仏教では、人間に百八の煩悩があるといわれており玉一つひとつが百八の煩悩を司る仏様と考え、人間のあらゆる煩悩を、数珠が引き受けてくれるという考えから、数珠は、百八の玉からできています。
2.数珠の種類
仏教にはいろいろな宗派がありそれぞれで、微妙にちがいがあります。使い方もそれぞれで、手に持つ方法も違います。また、男性用と女性用があります。水晶や、サンゴ、木製など素材もさまざまです。
玉の数の違いで、大きく二つに分かれます。
本連数珠・・玉の数が108つのもので、宗派により長いものは持つときに二重にしてもち、浄土宗など二つの輪がつながってようになっているものもあります。
片手数珠・・略式の数珠で、玉の数も様々です。
持ち方も、宗派によって様々なので注意をします。
基本は百八で、その半分の54、三分の一の36、四分の一の27、六分の一の18がありますが、最近では別注で出来上がりのサイズに合わせた数のものもあるようです。

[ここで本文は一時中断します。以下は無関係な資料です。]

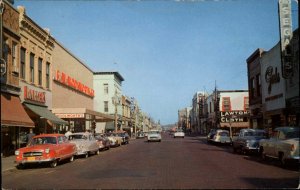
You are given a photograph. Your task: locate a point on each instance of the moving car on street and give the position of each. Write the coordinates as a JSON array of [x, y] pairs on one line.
[[46, 148], [125, 137], [222, 137], [114, 139], [282, 145], [179, 133], [85, 142], [154, 135], [248, 140], [102, 141], [211, 135]]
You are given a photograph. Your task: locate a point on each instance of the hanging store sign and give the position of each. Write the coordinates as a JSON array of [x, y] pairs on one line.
[[233, 116], [285, 24], [70, 115], [65, 79], [33, 95]]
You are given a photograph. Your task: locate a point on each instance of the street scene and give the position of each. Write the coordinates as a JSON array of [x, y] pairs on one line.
[[143, 94], [173, 163]]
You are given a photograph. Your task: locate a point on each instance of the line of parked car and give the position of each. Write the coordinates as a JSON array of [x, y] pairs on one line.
[[282, 144], [53, 148]]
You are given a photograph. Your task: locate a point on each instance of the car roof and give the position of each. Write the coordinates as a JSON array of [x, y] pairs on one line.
[[50, 135]]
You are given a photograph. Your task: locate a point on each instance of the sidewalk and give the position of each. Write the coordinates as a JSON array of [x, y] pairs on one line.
[[7, 163]]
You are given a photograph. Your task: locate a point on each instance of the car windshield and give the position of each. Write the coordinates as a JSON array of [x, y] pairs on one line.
[[77, 136], [255, 133], [223, 133], [292, 134], [153, 132], [42, 140]]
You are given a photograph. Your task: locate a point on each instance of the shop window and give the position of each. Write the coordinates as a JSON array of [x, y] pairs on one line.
[[258, 84], [31, 67], [105, 106], [105, 88], [22, 66], [40, 66], [226, 105], [47, 75], [246, 103]]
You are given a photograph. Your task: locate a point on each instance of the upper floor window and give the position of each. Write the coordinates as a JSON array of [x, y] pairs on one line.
[[105, 88], [47, 75], [32, 67], [105, 106], [258, 84], [40, 66], [226, 106], [14, 54], [246, 103], [252, 87], [22, 66]]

この二つの違いは、気軽に携帯するのは片手のもので、よりフォーマルな印象は本連数珠です。
3.数珠の使い方
基本は、左手に輪を通し、房を下にして持ちます。本連数珠の場合は二重にして持ちます。合掌の時は、両手を合わせて、親指を外した両手に回してかけますが、略式の数珠などの場合は、左手を重ねても良いでしょう。焼香に立つときは、左手にかけ右手で抹香をつまみ、後合掌します。

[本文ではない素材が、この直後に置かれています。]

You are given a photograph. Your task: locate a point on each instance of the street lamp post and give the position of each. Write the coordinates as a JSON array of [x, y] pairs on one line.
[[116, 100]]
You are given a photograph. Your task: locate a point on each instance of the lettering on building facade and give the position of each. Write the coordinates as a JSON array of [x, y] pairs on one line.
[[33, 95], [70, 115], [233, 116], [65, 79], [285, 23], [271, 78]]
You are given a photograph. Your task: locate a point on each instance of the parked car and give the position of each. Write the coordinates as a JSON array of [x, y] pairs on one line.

手にどのようにかけるかも、宗派によって違いがありますので注意しましょう。
4.数珠の扱いでの注意事項
合掌するとき以外は、左手で持ちますが、読経中に暇つぶしのように手でいじったり、ぶらぶらさせたりしないようにします。
もち運びには、数珠専用の袋がありますのでそこに入れて、房などがカバンの中でぐちゃぐちゃにならないようにします。その袋は座具ともよばれ、数珠を置くときなどはその袋を座布団のように考え、その上に置くようにして直接机などには置かないようにします。
数珠が切れるのは、厄が切れると言って縁起の悪いものではありませんので、切れそうでもそのままつかわれている人もいますが、葬式の真っ最中にきれるのも考えものですね。

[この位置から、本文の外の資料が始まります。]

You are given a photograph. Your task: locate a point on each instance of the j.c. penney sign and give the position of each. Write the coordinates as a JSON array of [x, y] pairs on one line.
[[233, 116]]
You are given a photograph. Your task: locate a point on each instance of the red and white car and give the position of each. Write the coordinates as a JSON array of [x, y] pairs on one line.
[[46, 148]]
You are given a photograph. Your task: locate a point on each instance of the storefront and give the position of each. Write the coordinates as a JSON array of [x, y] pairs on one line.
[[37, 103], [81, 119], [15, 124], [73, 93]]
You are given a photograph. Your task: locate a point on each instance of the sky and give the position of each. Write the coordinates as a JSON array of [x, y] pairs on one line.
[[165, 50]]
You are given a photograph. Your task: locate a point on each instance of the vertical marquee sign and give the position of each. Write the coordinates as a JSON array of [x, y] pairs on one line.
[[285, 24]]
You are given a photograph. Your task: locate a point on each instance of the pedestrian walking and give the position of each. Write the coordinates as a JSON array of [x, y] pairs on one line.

使われている石などでは、高価なものもありますし、房がぐちゃぐちゃになってしまったものなどの修理も、数珠の専門店でお願いできます。
5.仏式のお葬式、お通夜で数珠を持ってこなかった場合
突然の知らせで、お通夜に駆けつけたりする場合がよくあるとおもいますが、そういったときに数珠を持参していない場合もあるかと思います。数珠がないと、故人に祈りをささげてはいけないというものではありません。よほどの敬虔な信者でなければ、常に数珠を持参しているとは考えられませんので、そうい時は数珠なしでも良いと思います。
良くお葬式などでも、数珠を忘れたというので、知っている人に貸してもらって、かっこうをつけようとするひとがいますが、数珠の事を念珠というように、持ち主の身を守る冥加(みょうが、神仏の助け)があるものという存在ですから、人に借りるようなものではもともとありません。貸してほしいと言われて、ことわりにくいものですから、まずこういうものは、借りないというのがマナーです。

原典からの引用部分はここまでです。